Sombre, heurté, gras et sombre et percussif, son hip hop plonge ses racines dans l’évident familistère de Ministère Amer, ou NTM, rythmes et mots s’entrechoquant comme autant d’étincelles des pavés sur le bitume. La voix y est maltraitée, filtrée par les fréquences basses, et l’armée des rythmes y adopte plus souvent qu’à son tour une configuration martiale. Les quatorze…titres ? (Pièces ? Vignettes ? En tout cas, pas chansons, au sens récréatif du terme…) dressent en effet, en nuancier de noirs et gris, un tableau apocalyptique de notre société, ses dérives (l’argent, le pouvoir, la drogue) et vices variés (racisme et violence d’état sont dans un bateau, la liberté tombe à l’eau). Les étiquettes en disent suffisamment long sur le caractère non récréatif, et franchement sardonique du propos (« Légitime défense », « L’Oeil aux beurs noirs »), et Despo Rutti conserve tout du long le sens de la formule : « On a trop de principes pour être vraiment libre...».

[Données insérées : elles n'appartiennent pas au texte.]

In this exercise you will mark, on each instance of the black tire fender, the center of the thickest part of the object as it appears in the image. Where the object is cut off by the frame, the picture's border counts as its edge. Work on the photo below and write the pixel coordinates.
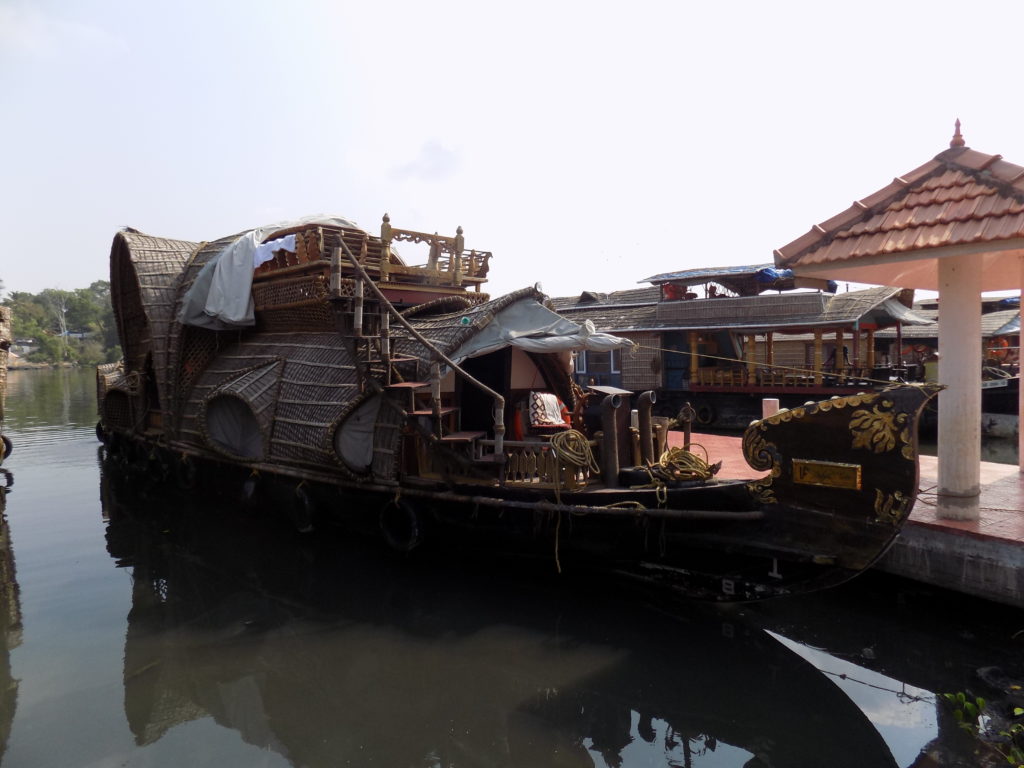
(185, 473)
(706, 415)
(400, 524)
(303, 509)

Certes, les imprécations à répétition peuvent parfois conduire à un populisme à l’usage des banlieues (dans « Quitte ou double », et la gauche, et la droite, et le centre – tant qu’à faire - en prennent pour leur grade), et le rappeur n’évite pas toujours les archétypes (le Robin des Bois urbain in « Légitime défense »), et la lecture hâtive de certains de ses appels à la prise de conscience peuvent alors laisser accroire à une justification des dérapages de cités. Mais, lorsqu’il se laisse aller à l’intime et lâche un peu la bride aux grands principes (« Because je rappe pour les pauvres avant la Porsche »), ou plonge dans un travail de journalisme par immersion (« La pauvreté est mortelle », in « Paris Nord by Night »), le jeune homme touche juste, dans ses mots du quotidien en condamnation du même. Il est troublant d’écouter, en clôture de l’album, un « Destination finale » où le garçon de la banlieue se livre comme jamais auparavant. Mais, surtout, on ne se sent plus au spectacle, mais le plus proche possible du cœur et de l’âme de Despo Rutti.
La spiritualité plutôt que la mort reste son message séminal : on n’est pas contraint d’y adhérer, mais force est de saluer cet instant émouvant où Rutti baisse les armes, devant quelque chose de supposé plus grand que lui. Un album de malaise, et de rédemption.